Change in nipple-areolar sensation – Nipple sensation can sometimes increase (to the point of irritating) or decrease (potentially completely numb). If changes do occur it is typically temporary and within 12 months most sensation returns to the pre-operative state. However, permanently altered sensation can occur in up to 10% of women.
Loss of nipple and areola tissue – extremely rare. Occurs where the nipple and areola has lost its blood supply. Reconstruction can be performed at a later stage. Smoking, large lifts, large implants, diabetes, previous surgery are some of the factors that can increase the risk of this occurring.
Inability to breastfeed – any surgery that causes disruption to the breast milk ducts will result in a potentially reduced ability to breastfeed. The more substantial the lift required then the greater the risk that your breastfeeding ability will be reduced
Breast lumps – is likely due to a small collection of blood or dead fat cells that are still healing.
Breast sagging – despite performing a breast lift, unfortunately the breast tissue itself will always have a tendency of dropping down. It is therefore not uncommon for the upper part of the breasts to look great as this is shaped largely by the implant. However, the lower part of the breasts can often still look droopy as this is typically shaped mostly by the remaining breast tissue. Having a larger amount of natural breast tissue, and breast tissue that is very soft, are some of the factors that make this more likely to occur.
Upper pole emptiness – a breast lift is designed to lift up a low sitting nipple, tighten up a loose underboob, and provide a better breast shape. As a general rule, it does not provide significant upper pole fullness. This is especially the case for those women that have very soft breast tissue. Upper pole fullness is typically provided by an implant.

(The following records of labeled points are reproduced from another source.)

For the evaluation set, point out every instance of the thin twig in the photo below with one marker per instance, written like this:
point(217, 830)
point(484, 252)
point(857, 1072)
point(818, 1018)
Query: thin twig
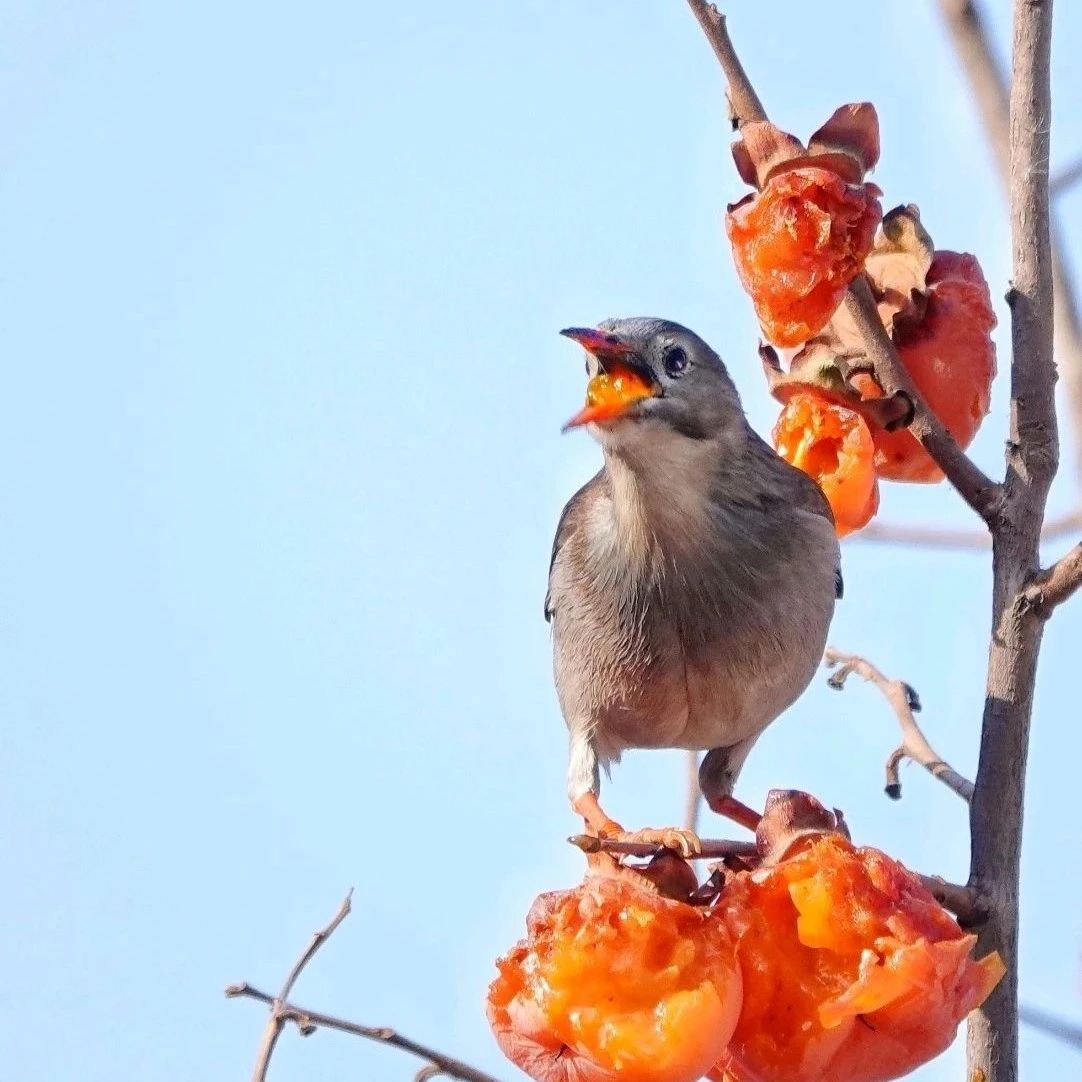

Inadequate cleavage – this can occur for many reasons even in a simple breast augmentation. However, having a breast lift with augmentation means there is an increased likelihood of this occurring due to technical limitations when combining the two operations. The greatest concern when doing this surgery is ensuring adequate blood supply is maintained to the nipple areolar region. Therefore limiting the amount of internal surgery near the cleavage is one of the surgical steps used to avoid compromising this crucial blood supply. This of course means that technically we are unable to maximise your potential cleavage.
Revision surgery – for those undergoing a breast lift with implants, further surgery is required in up to 20% of patients to “optimise” the results
Breast lift surgery is sometimes partially covered by Medicare, you may be eligible for a Medicare rebate. For example, if you suffer from a congenital anomaly of your breasts, such as tuberous breasts, you may be eligible for a rebate. The best method is to speak with your general practitioner and get a referral for a plastic surgery consultation. Without a referral, a Medicare claim cannot be made even if you are eligible.
Whether your private health insurance coverage will cover your procedure, largely depends on your policy and provider. If you have private health insurance with hospital cover, you may be eligible to have the hospital component subsidised. You should always confirm with your health fund what your level of cover will pay for your surgery. however, as previously stated, the vast majority of women having cosmetic breast augmentation surgery will not be covered by Medicare or any private health insurance.